I finally finished reading this book yesterday at 1.30am after hanging on to it in between the past few months. There were only a couple of chapters left and I felt overwhelmingly compelled to read it till the end. After being swooned by the title initially and how I ‘fought’ my way to obtain one of the last copies that were on sale, I had to finish this book!

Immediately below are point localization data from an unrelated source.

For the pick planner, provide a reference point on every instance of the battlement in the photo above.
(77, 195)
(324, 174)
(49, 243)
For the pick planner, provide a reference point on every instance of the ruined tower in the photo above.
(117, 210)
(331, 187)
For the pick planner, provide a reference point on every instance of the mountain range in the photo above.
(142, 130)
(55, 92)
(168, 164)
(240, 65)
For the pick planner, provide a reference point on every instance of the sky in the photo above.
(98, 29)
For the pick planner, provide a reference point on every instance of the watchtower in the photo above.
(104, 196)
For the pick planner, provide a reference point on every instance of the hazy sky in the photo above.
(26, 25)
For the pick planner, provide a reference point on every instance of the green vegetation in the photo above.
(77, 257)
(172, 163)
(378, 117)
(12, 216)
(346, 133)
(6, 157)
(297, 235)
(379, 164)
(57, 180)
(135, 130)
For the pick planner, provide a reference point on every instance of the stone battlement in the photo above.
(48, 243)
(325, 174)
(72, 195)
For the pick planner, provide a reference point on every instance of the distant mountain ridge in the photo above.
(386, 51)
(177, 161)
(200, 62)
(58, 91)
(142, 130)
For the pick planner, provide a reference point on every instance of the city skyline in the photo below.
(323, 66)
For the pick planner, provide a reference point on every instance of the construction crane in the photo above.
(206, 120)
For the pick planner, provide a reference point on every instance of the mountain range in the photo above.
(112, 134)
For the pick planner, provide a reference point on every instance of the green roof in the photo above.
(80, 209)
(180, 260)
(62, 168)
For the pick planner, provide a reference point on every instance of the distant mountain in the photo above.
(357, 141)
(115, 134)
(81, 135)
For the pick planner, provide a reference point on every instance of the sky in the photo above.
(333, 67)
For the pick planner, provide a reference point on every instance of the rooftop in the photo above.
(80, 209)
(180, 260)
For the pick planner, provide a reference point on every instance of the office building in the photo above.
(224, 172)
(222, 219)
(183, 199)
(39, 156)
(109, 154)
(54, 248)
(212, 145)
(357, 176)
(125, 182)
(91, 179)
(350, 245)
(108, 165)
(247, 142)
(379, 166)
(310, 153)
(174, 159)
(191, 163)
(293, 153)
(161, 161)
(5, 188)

The story is told in flashbacks by the protagonist, Kathy H. reflecting back to the times when she was a student at Hailsham, a boarding school for unique students right up to the time when she became a carer for organ donors. The plot unfolds rather slowly and the reader is kept guessing all the time. The author sure knows how to tantalise the reader with a dangling carrot. I feel so emotionally manipulated. :P It’s actually quite tiring at times because you know and you don’t quite know what’s happening at the same time. The flashbacks can be quite a tedious read. I kept having these questions running around in my head: Why does these students only have an initial for a surname? Who are these donors and carers they are discussing among themselves all the time? Why are the students encouraged to be artistic? Why are they continuously reminded that they are special? Why are their guardians exceptionally weirder than their charges? All these are revealed along the way and the central plot is only made known almost towards the end of the book.
The only issue that caught my attention was the delicate collision between science and humanity. We, the intellectual higher beings feel it is ok to pursue our personal selfish exploitations at the expense of another person’s loss. That it is ok to violate the laws of nature in the name of love and perfection.
When I watched you dancing that day, I saw something else. I saw a new world coming rapidly. More scientific, efficient, yes. More cures for the old sicknesses. Very good. But a harsh, cruel world. And I saw a little girl, her eyes tightly closed, holding to her a breast the old kind world, one that she knew in her heart could not remain, and she was holding it and pleading, never to let her go. – Madame Poignant read if you have time to kill. I rate it 3 out of 5 stars.